Goldman Sees 0.2% China Bond Default Rate as Zombies Kept Alive

  • Global note default rate is 0.8% and U.S. 0.9%: Moody’s says
  • Defaults in China likely to spread for long time: Goldman

China’s effort to prop up struggling firms is keeping its corporate bond default rate a fraction of the global average even after delinquencies spread in the past two years. That’s not a statistic investors are celebrating.

Goldman Sachs Group Inc. estimates that about 0.2 percent of Chinese company bonds are in default, excluding those that were later fully repaid. That pales in comparison to the 0.8 percent of corporate issues that failed in the past 12 months globally and 0.9 percent in the U.S., according to data from Moody’s Investors Service.

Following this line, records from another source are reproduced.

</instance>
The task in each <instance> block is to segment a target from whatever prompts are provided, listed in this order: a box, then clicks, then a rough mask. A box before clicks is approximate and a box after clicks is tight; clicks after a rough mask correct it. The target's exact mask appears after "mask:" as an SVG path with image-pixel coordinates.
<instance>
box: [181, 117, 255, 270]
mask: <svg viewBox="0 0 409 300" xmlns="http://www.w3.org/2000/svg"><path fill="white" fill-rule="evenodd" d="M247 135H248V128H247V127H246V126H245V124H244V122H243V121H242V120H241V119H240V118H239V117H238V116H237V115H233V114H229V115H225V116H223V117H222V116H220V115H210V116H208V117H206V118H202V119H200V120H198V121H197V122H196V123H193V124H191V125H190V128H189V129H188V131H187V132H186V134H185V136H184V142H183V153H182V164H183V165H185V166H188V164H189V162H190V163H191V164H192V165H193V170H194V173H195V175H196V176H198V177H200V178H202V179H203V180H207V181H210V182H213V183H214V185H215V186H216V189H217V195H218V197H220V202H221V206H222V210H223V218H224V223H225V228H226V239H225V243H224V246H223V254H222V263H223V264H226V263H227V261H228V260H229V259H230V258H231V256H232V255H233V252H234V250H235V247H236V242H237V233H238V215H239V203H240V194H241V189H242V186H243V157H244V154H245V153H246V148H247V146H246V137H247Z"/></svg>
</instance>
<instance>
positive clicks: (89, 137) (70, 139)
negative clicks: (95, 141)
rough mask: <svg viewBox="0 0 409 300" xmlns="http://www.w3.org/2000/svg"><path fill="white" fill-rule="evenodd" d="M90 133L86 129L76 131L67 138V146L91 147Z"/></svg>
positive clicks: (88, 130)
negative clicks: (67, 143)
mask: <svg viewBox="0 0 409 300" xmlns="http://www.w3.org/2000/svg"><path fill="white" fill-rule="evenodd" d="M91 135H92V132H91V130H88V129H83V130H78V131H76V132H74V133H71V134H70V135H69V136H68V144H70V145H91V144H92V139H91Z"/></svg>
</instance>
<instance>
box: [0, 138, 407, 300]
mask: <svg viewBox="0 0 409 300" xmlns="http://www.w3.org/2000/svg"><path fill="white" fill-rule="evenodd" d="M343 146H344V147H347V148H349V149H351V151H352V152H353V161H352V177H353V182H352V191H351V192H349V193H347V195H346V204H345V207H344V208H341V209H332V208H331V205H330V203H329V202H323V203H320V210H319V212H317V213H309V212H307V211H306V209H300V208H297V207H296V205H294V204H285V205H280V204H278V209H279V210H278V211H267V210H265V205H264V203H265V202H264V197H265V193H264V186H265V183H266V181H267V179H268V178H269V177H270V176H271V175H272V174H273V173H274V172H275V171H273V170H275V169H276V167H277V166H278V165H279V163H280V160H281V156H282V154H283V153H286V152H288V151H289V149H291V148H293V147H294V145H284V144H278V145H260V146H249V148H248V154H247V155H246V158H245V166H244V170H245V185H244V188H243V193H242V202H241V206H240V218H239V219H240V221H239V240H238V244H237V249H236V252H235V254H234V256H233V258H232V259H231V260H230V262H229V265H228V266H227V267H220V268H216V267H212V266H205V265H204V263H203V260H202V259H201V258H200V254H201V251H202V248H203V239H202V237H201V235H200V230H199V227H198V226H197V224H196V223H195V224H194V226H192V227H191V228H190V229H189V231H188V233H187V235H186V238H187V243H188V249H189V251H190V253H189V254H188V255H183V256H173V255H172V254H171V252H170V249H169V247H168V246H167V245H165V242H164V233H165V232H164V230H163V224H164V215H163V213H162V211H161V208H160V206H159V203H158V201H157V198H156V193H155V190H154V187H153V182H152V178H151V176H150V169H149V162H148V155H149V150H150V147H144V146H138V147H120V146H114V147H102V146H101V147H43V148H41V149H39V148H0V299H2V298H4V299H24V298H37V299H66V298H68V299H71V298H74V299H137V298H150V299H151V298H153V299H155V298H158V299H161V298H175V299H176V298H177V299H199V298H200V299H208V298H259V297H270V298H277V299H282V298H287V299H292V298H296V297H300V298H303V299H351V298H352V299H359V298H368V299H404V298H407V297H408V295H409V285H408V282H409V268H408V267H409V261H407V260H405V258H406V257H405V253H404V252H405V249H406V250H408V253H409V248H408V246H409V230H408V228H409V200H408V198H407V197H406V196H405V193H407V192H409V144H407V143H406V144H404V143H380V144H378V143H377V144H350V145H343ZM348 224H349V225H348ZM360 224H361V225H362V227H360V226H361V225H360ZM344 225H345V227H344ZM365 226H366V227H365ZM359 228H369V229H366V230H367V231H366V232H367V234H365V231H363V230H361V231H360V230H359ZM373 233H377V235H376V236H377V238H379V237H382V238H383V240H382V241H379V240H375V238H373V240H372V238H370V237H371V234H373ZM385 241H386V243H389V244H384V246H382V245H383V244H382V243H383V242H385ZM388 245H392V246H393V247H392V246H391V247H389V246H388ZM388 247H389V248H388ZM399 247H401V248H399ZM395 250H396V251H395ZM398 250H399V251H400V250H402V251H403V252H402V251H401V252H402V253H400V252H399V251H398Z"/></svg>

While Premier Li Keqiang has pledged to weed out zombie companies, local governments have at times stepped in to help firms struggling to repay debt such as Heilongjiang Longmay Mining Holding Group. Corporate obligations climbed to a record 165 percent of economic output at the end of last year, the latest figures from Bloomberg Intelligence show. AllianceBernstein said earlier this month it will take at least another 12 months before credit risk is properly priced, while BlackRock Inc. said growth fueled by such borrowing is unsustainable.

“Local governments as well as the central government are trying to help corporates to delay defaults,” said Iris Pang, senior economist for greater China at Natixis SA in Hong Kong. “This will continue, otherwise, there would be a series of defaults, which could trigger a credit crunch and later a liquidity crisis.”

A record of at least 10 companies have failed to make local bond payments this year amid the weakest economic growth in a quarter century. That followed 7 in 2015 and 1 in 2014. Goldman estimated in a May 19 report that the total nominal amount of bonds in default is 30 billion yuan. The bank compared that with the 15 trillion yuan of corporate notes outstanding and said “there is a need for more defaults, as they are necessary to improve the credit allocation process.”

Heilongjiang Longmay Mining, a state-owned coal miner, said in November it would use funds from the Heilongjiang provincial government for bond payments in December. Xining Special Steel Co. said in a filing this week that the local government has pledged to offer financing support for its note payments if necessary.

“China’s bond market has only recently opened up,” said Andy Seaman, manager of Stratton Street Capital’s Renminbi Bond Fund. “Once there are more global investors invested China, the local governments may be less willing to bail out the bondholders and the default rates will be similar to global rates.”

China’s leaders are seeking to add fiscal firepower to spur the economy and clear the path for reforms including cutting overcapacity in sectors like coal and steel. The government still has room to borrow more to finance investment, the Ministry of Finance said in a statement on Thursday.

"They are taking on more debt in areas where there is lower growth and return so obviously your default rates are going to increase," Sean Taylor, chief investment officer for Deutsche Asset Management in the Asia-Pacific region, said in Tokyo on Thursday. The government allowing more defaults "will be the greatest sign that China is doing better."

Another key reason for China’s low delinquency rate is that there are no cross default clauses on local notes, according to Ivan Chung, head of Greater China credit research at Moody’s. Many issuers had already reneged on loans before they missed bond payments, he said.

Wang Ying, senior analyst at Fitch Ratings in Shanghai, said the default rate may remain low as the market still has ample liquidity to support refinancing activities and the cost of funding is still relatively low. But an increase in deal cancellations last month was "a warning sign for highly levered issuers in sectors with overcapacity threats,” she said.

While the yield premium over the sovereign on five-year AA- rated notes has declined 28 basis points from this year’s high of 383 basis points on April 26, at least 159 companies have scrapped 180.6 billion yuan of planned local bond sales this quarter.

Moody’s expects China’s onshore public bond defaults to rise to 20 to 25 cases this year, involving 30 billion yuan to 40 billion yuan. Goldman sees a long drawn out cycle of defaults onshore with the impact increasingly felt offshore, analysts Kenneth Ho, Yang Yang and Charles Himmelberg wrote in a May 20 report.

“China’s current debt-fueled growth is unsustainable and the deleveraging process will be lengthy,” Andrew Swan, the Hong Kong-based head of Asian equities at BlackRock, wrote in a May 24 note.